But other than that, freelancers and entrepreneurs see through
different lenses. One would be hopelessly bored or irritated trying to
be the other. And mostly, they don’t want to be the other.
The sweeping generalizations:
Freelancers identify with their crafts, their skills, their work.
“I’m a photographer. I’m a web designer. I’m a programmer. I
sculpt.” Entrepreneurs identify with an industry. “I’m in real
estate. I’m in e-commerce. I’m in restaurants.”
Ask a freelance what she’s good at, she’ll say line drawings, or
lifestyle reporting, designing interiors, or developing menus. Ask an
entrepreneur, and he’ll hesitate a bit, and say, “I’m good at putting
the right people together” or “I’m good at making it happen.” “I have
an eye for opportunities.”
Freelancers dream about getting better. Designers want to create
posters that give people goosebumps. Ad writers want to win awards.
Programmers want to be sought-after as the best coder on the planet.
But entrepreneurs think about getting bigger. If they succeed with
one discount flooring store, they want to build ninety-four of them.
They keep score by size and scale. Only an entrepreneur could admire a
Wal-Mart.
When a freelancer says he made something, he means he literally
made with his own hands, his mouse, or his pottery wheel. When an
entrepreneur says he built something, he actually paid other people to
build it for him. The way a producer ‘makes’ a movie by hiring people
to make a movie for him.
I have worked alongside (and for) entrepreneurs. They mostly spend
their days talking to people, on the phone, settling fights, putting
out fires, making decisions, hoping for good news, and yelling at
people. They are good in chaos. Doing 143 different things in one day
energizes them. Many tend toward ADHD, I think.
Is entrepreneuring a hard job? Yes. Does it require rare skills and
uncommon starch? Yes. Is it satisfying when it comes off? Sure.
But you’re not making a movie. You’re paying other people to make a movie.

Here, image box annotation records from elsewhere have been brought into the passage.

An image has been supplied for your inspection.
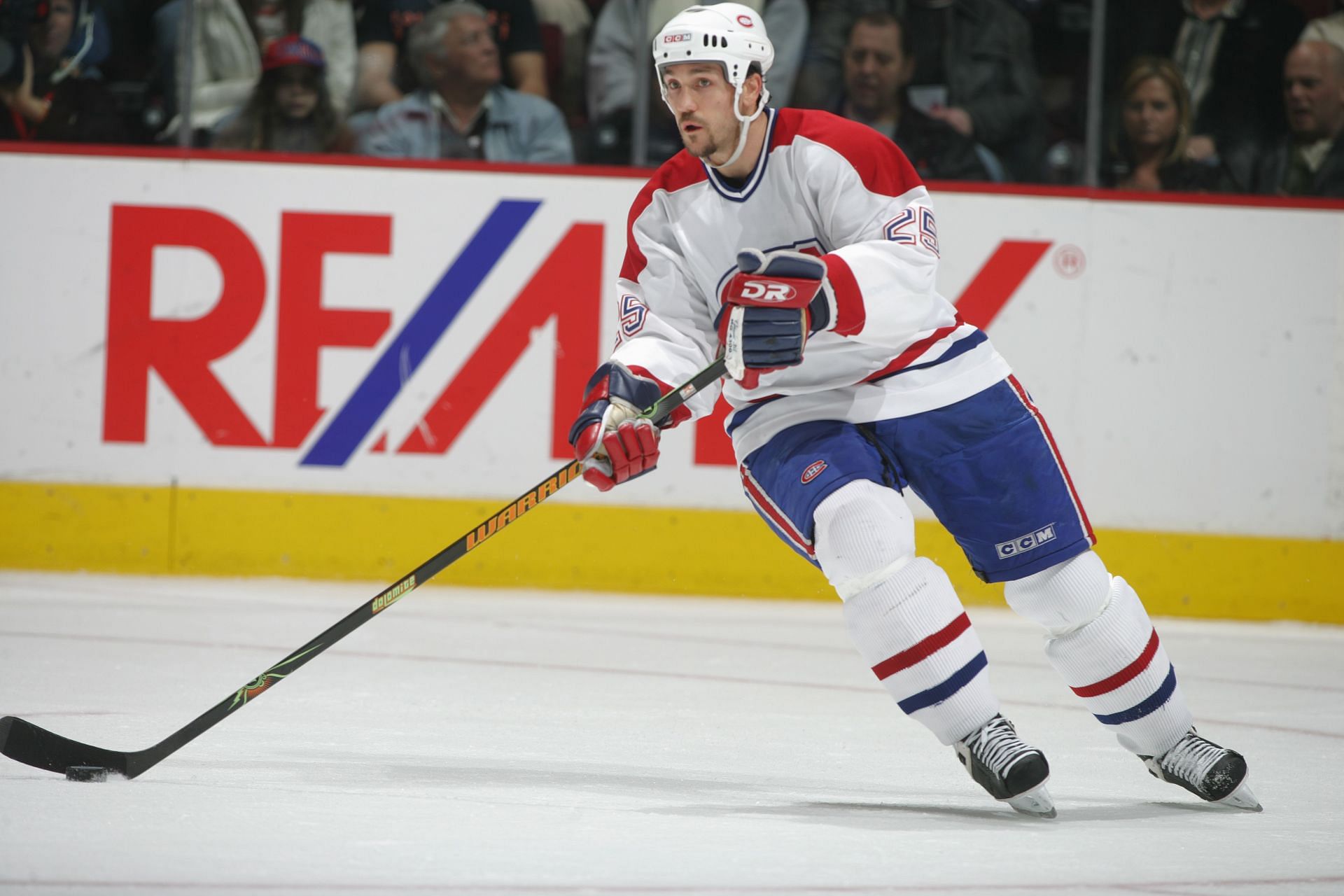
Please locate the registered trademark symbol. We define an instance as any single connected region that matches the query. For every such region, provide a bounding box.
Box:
[1054,243,1087,279]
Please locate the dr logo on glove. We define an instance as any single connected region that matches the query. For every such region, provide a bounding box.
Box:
[570,361,664,491]
[714,248,836,388]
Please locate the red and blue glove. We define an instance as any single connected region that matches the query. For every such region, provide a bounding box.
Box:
[570,361,663,491]
[715,248,834,388]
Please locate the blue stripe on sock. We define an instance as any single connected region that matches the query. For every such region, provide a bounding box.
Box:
[897,650,989,716]
[1093,666,1176,725]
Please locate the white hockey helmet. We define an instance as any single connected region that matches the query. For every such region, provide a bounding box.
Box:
[653,3,774,88]
[653,3,774,168]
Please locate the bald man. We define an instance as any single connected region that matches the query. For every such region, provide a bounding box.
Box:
[1252,41,1344,199]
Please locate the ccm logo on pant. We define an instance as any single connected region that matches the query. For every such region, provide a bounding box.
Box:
[995,523,1055,560]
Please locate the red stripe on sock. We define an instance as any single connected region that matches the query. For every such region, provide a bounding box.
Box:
[1072,629,1157,697]
[872,612,970,681]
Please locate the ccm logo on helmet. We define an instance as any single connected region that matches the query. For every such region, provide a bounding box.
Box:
[742,279,796,302]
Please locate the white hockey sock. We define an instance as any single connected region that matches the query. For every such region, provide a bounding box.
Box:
[1046,576,1194,756]
[844,557,999,744]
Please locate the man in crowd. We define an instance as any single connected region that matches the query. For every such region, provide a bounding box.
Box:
[359,0,574,164]
[839,12,989,180]
[1252,41,1344,199]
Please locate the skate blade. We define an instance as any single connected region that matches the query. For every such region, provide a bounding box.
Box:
[1218,778,1265,811]
[1002,785,1056,818]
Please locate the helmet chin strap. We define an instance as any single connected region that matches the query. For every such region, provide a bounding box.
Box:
[704,80,770,171]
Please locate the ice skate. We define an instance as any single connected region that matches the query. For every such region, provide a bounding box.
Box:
[953,716,1055,818]
[1140,728,1264,811]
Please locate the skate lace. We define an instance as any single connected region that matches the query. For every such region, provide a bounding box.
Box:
[1161,734,1227,785]
[966,719,1031,776]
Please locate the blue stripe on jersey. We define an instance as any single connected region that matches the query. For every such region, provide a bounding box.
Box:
[723,332,989,435]
[700,106,776,203]
[897,650,989,716]
[1093,666,1176,725]
[872,329,989,383]
[723,395,783,435]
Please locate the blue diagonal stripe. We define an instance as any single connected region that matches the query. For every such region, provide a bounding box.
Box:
[301,199,542,466]
[897,650,989,716]
[1093,666,1176,725]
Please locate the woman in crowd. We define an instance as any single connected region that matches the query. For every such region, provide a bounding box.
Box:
[1102,57,1223,192]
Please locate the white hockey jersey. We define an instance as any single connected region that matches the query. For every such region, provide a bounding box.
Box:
[612,108,1011,462]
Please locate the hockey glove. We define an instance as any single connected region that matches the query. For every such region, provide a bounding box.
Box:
[570,361,663,491]
[715,248,834,388]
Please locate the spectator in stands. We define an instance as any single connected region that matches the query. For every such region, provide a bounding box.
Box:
[836,12,989,180]
[155,0,355,144]
[1301,4,1344,50]
[532,0,601,125]
[358,0,574,162]
[242,0,356,117]
[161,0,260,146]
[587,0,801,164]
[796,0,1046,181]
[1102,57,1223,192]
[1249,41,1344,199]
[355,0,547,108]
[210,35,355,152]
[1107,0,1303,161]
[0,0,124,142]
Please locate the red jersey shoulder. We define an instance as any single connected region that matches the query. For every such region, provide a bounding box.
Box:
[621,149,710,281]
[771,108,923,196]
[630,149,710,220]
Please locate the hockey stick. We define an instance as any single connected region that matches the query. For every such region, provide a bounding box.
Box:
[0,357,724,779]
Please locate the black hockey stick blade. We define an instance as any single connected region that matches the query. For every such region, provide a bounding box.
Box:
[0,716,141,778]
[0,357,724,778]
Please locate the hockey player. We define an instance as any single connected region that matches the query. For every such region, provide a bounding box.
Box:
[570,3,1259,818]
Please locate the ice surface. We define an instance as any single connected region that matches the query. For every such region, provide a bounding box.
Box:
[0,573,1344,896]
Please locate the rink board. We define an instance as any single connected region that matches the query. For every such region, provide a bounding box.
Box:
[0,150,1344,622]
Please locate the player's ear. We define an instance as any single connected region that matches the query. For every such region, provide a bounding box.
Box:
[742,71,764,115]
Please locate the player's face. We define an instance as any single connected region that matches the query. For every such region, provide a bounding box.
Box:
[1284,44,1344,140]
[39,0,76,59]
[1122,78,1180,149]
[663,62,738,161]
[844,24,910,117]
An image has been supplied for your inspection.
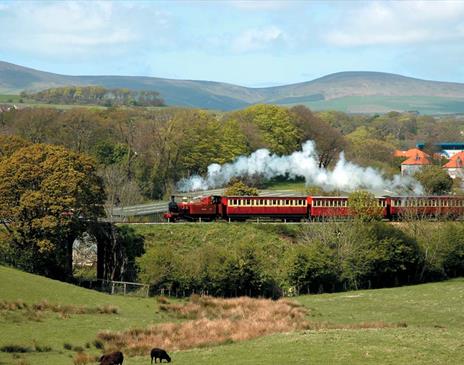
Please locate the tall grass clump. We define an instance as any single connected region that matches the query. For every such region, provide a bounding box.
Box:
[97,296,309,355]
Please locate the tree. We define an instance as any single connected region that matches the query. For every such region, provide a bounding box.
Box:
[414,165,453,195]
[224,180,258,196]
[0,144,105,277]
[290,105,346,167]
[0,135,30,160]
[348,190,382,222]
[230,104,298,155]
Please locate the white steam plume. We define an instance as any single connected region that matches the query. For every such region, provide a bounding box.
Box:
[177,141,423,194]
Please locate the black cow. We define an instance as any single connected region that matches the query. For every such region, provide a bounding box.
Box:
[150,347,171,364]
[99,351,124,365]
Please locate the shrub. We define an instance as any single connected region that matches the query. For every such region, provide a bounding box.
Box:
[0,344,34,353]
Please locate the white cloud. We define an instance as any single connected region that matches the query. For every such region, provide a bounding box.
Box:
[0,1,167,57]
[325,1,464,47]
[232,26,287,52]
[230,0,291,11]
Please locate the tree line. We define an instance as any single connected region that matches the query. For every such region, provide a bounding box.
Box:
[137,220,464,297]
[20,86,165,107]
[0,105,463,205]
[0,105,462,281]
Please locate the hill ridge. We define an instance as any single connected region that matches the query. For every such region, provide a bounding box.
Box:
[0,61,464,112]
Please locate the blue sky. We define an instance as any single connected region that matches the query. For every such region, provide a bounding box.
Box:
[0,0,464,87]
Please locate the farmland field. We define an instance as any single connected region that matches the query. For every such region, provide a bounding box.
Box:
[0,267,464,365]
[280,95,464,114]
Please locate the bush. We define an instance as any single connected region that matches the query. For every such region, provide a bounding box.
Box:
[287,241,340,294]
[342,222,420,289]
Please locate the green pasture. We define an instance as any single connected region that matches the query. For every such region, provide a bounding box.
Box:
[0,267,464,365]
[280,95,464,114]
[0,94,20,103]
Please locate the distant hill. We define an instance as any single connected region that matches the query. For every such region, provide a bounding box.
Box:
[0,61,464,114]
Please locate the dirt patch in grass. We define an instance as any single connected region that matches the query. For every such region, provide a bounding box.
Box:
[97,296,403,355]
[97,296,309,355]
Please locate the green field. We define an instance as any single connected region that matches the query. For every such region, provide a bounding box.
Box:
[0,94,20,103]
[280,96,464,115]
[0,267,464,365]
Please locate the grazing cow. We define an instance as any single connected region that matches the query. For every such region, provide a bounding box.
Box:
[99,351,124,365]
[150,347,171,364]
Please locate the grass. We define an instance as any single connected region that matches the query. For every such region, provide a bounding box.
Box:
[0,94,20,103]
[0,266,464,365]
[98,296,310,355]
[280,95,464,114]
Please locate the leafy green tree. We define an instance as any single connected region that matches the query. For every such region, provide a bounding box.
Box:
[342,222,420,289]
[0,144,105,277]
[414,165,453,195]
[348,190,382,222]
[230,104,299,155]
[224,180,258,196]
[290,105,346,167]
[0,135,30,160]
[287,240,340,294]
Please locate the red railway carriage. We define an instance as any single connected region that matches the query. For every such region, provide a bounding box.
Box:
[222,196,309,220]
[307,196,388,219]
[387,196,464,218]
[164,195,464,221]
[164,195,221,221]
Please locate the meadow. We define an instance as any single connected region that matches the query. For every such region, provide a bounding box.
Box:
[0,266,464,365]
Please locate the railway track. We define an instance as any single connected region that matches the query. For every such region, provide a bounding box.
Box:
[112,189,304,218]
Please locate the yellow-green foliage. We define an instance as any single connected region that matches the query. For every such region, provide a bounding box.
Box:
[0,144,105,275]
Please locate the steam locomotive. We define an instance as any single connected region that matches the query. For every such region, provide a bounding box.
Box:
[164,195,464,222]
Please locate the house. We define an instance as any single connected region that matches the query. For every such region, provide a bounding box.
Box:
[416,141,464,158]
[393,148,432,176]
[443,152,464,179]
[401,152,432,176]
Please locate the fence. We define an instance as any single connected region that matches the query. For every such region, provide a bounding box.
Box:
[79,279,150,297]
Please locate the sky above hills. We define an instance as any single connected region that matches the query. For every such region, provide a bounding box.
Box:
[0,0,464,87]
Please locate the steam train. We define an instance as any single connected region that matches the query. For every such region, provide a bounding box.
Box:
[164,195,464,222]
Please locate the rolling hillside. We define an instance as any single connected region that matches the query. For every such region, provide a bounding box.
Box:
[0,61,464,114]
[0,266,464,365]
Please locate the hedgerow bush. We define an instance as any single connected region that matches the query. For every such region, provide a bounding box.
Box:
[133,220,464,297]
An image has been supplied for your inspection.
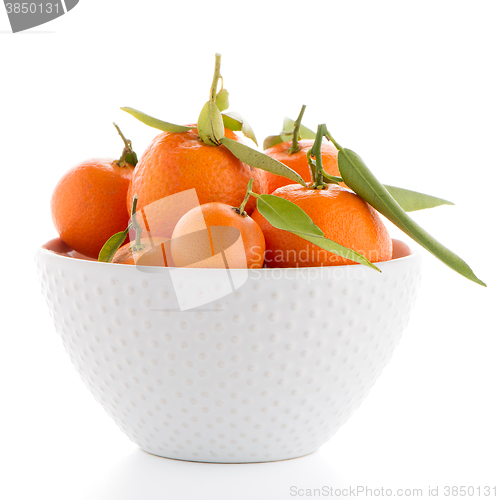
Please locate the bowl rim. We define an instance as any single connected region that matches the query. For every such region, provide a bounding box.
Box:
[36,238,420,273]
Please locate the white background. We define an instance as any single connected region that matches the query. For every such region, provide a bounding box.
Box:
[0,0,500,500]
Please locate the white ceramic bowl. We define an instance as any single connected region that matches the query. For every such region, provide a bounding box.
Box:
[36,240,421,463]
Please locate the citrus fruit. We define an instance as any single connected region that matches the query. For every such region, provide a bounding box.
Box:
[112,238,170,267]
[261,139,340,194]
[171,202,265,269]
[51,158,134,258]
[127,129,260,238]
[252,184,392,267]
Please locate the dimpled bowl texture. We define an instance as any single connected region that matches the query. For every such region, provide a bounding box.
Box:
[36,240,421,463]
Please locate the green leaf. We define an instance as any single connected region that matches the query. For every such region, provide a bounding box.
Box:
[262,116,316,151]
[257,194,324,237]
[384,184,454,212]
[120,108,194,133]
[292,231,382,273]
[215,89,229,111]
[262,133,292,151]
[220,137,306,186]
[338,148,486,286]
[222,112,258,146]
[98,226,130,262]
[257,194,380,272]
[283,116,316,140]
[197,101,224,146]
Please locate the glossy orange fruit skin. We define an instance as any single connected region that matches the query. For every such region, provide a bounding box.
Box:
[127,129,261,238]
[262,139,345,194]
[252,184,392,268]
[112,238,172,267]
[171,202,266,269]
[51,158,134,258]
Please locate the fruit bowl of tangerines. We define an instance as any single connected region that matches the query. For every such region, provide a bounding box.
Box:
[36,55,484,463]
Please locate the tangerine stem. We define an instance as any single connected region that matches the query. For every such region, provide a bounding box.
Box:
[130,194,145,252]
[308,123,327,189]
[325,129,343,151]
[210,53,222,102]
[287,104,306,154]
[113,122,138,167]
[234,177,253,217]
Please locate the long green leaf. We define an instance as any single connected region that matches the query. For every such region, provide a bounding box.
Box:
[222,112,258,146]
[384,184,454,212]
[120,108,194,133]
[257,194,380,272]
[291,231,381,273]
[257,194,324,237]
[98,227,130,262]
[220,137,306,186]
[215,89,229,111]
[338,148,486,286]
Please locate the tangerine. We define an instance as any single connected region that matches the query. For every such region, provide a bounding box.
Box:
[252,184,392,267]
[51,158,134,258]
[127,129,261,238]
[112,238,170,267]
[171,202,266,269]
[262,139,345,194]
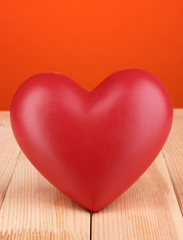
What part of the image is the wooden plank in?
[163,109,183,214]
[0,153,90,240]
[92,154,183,240]
[0,125,20,207]
[0,111,10,127]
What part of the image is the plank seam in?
[0,149,21,210]
[162,149,183,217]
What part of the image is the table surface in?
[0,109,183,240]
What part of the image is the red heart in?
[11,69,172,211]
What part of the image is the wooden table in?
[0,109,183,240]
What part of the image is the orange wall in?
[0,0,183,110]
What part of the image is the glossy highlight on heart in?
[10,69,173,211]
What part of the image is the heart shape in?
[11,69,173,211]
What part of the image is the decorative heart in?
[11,69,173,211]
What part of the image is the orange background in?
[0,0,183,110]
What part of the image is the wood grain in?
[0,153,90,240]
[0,125,20,207]
[92,154,183,240]
[163,109,183,214]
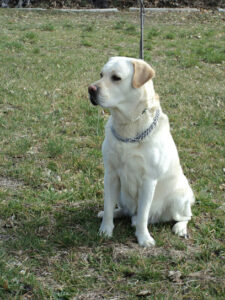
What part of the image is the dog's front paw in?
[136,232,155,247]
[172,221,188,239]
[99,222,114,237]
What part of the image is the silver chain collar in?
[111,109,160,143]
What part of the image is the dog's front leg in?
[135,179,157,247]
[99,171,120,237]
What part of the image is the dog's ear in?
[132,60,155,88]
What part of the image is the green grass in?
[0,10,225,300]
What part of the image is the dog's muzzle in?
[88,85,98,105]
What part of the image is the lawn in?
[0,9,225,300]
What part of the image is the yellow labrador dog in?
[88,57,194,247]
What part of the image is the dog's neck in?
[110,94,160,138]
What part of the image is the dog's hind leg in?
[172,190,194,238]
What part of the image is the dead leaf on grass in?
[168,271,181,282]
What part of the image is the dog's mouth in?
[88,85,98,106]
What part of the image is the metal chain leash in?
[111,109,160,143]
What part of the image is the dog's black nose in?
[88,85,98,105]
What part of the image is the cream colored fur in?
[89,57,194,247]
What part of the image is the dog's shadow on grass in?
[50,205,135,248]
[4,203,175,255]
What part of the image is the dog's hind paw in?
[172,221,188,239]
[136,233,155,247]
[99,223,114,237]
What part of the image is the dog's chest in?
[108,143,146,198]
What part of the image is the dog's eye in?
[112,75,121,81]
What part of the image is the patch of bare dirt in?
[0,177,23,190]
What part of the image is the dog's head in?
[88,57,155,108]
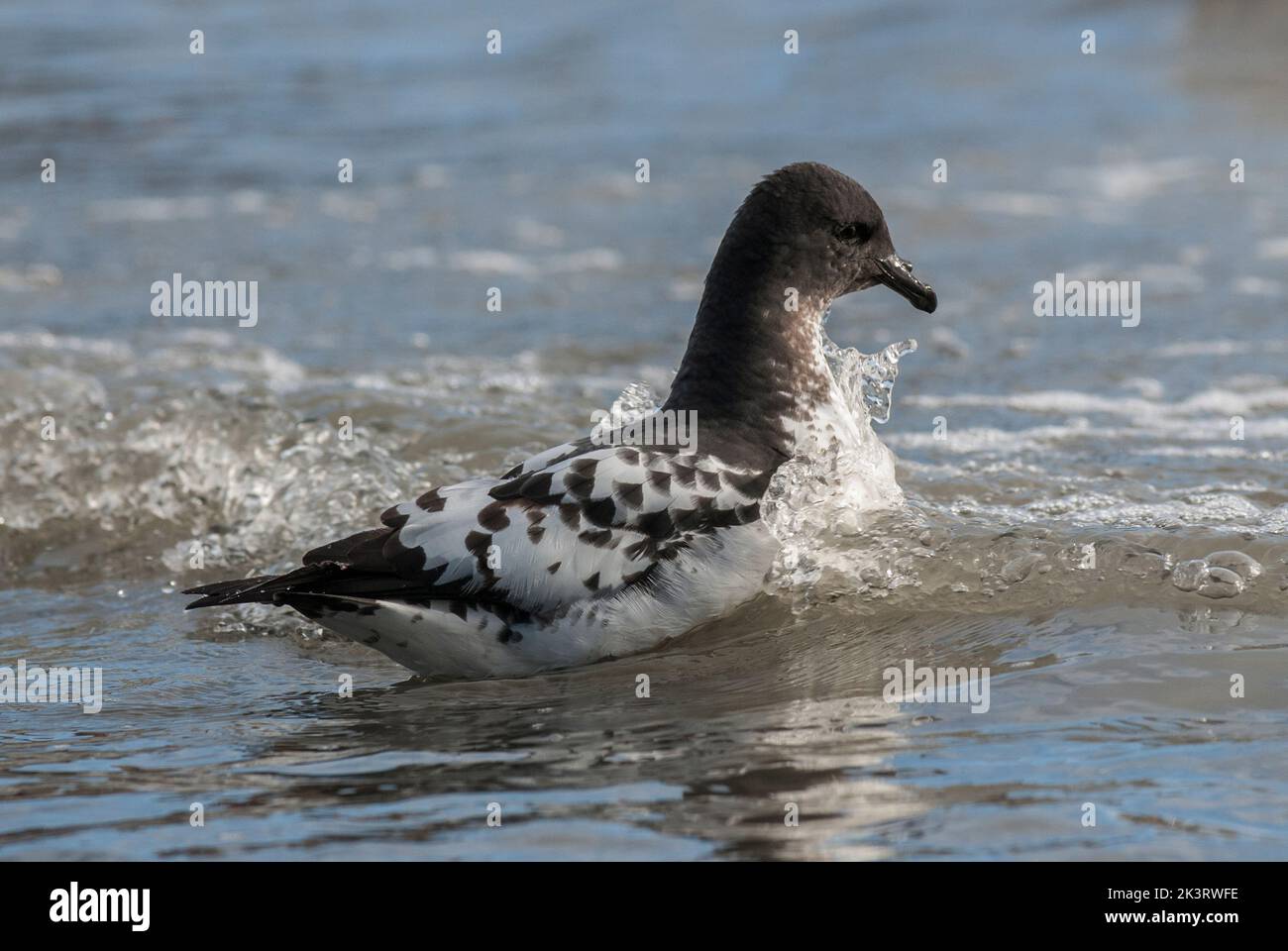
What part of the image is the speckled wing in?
[304,440,770,614]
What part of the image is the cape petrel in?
[185,162,936,678]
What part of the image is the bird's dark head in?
[716,162,937,312]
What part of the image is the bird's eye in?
[836,224,872,244]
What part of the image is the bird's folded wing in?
[296,440,769,613]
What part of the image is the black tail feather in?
[184,562,425,611]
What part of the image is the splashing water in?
[761,335,917,594]
[823,337,917,423]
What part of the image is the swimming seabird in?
[185,162,936,678]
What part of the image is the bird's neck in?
[666,279,833,459]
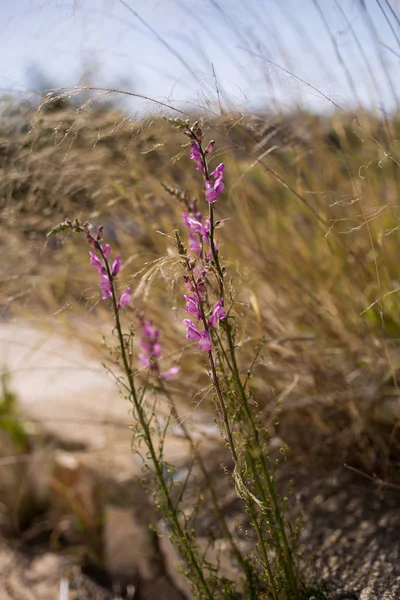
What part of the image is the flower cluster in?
[182,132,227,352]
[89,235,131,309]
[138,321,180,379]
[206,163,225,204]
[190,140,225,204]
[183,275,226,352]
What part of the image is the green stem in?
[98,244,214,600]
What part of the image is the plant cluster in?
[49,119,324,600]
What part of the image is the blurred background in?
[0,0,400,600]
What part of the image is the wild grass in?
[0,97,399,472]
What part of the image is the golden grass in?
[0,97,400,469]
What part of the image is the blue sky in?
[0,0,400,110]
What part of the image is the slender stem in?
[97,242,214,600]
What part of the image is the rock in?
[103,505,164,582]
[49,451,104,556]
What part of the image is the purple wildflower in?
[206,163,225,204]
[161,366,181,379]
[190,141,204,171]
[111,254,122,277]
[204,140,215,156]
[103,244,111,260]
[208,298,226,327]
[183,319,212,352]
[183,294,201,321]
[89,252,104,275]
[118,287,131,310]
[189,231,201,252]
[100,273,112,300]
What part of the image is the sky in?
[0,0,400,112]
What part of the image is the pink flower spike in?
[204,140,215,156]
[161,366,181,380]
[208,298,226,327]
[89,252,104,275]
[183,319,212,352]
[138,354,150,369]
[183,319,201,342]
[182,212,190,229]
[189,231,201,252]
[143,321,160,341]
[111,254,122,277]
[183,275,194,292]
[100,274,112,300]
[211,163,225,179]
[118,287,131,310]
[183,294,201,321]
[190,141,204,171]
[199,331,212,352]
[214,175,225,196]
[206,181,217,204]
[152,343,162,358]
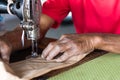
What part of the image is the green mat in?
[48,53,120,80]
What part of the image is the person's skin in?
[0,14,120,62]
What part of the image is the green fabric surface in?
[48,53,120,80]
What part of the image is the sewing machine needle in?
[31,40,38,58]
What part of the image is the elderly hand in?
[0,39,12,63]
[42,34,99,62]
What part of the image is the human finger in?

Which, to me, isn’t nearly as satisfying.
Stephen Tiano
April 1, 2017 @ 5:46 pm
I must admit to being less able to relate to this now than I was, say, 20-22 years ago. Back then I worked for some traditional publishers and book packagers that came back to me, in a coupla cases, for years, for book after book. There was even a science journal publisher in Florida from whom I got work on their whole roster of journals for a few years. (Funny story, how I came to work for them. I answered an ad from the jobs board of a long-defunct freelancers’ forum. And I received a reply that began, “Steve, is that you?” from a woman with whom I’d worked at a computer typesetter here on Long Island about a dozen years before (and who I’d actually known longer than that from way before we both worked for the typesetter, back to when she used to read my tea leaves and I supported myself during college as an astrologer and Tarot card reader of some not locally).
Daniel Knauss
April 2, 2017 @ 4:18 pm
Craftsmanship doesn’t scale.
Glad to see you’re back to blogging, Walt. Good stuff.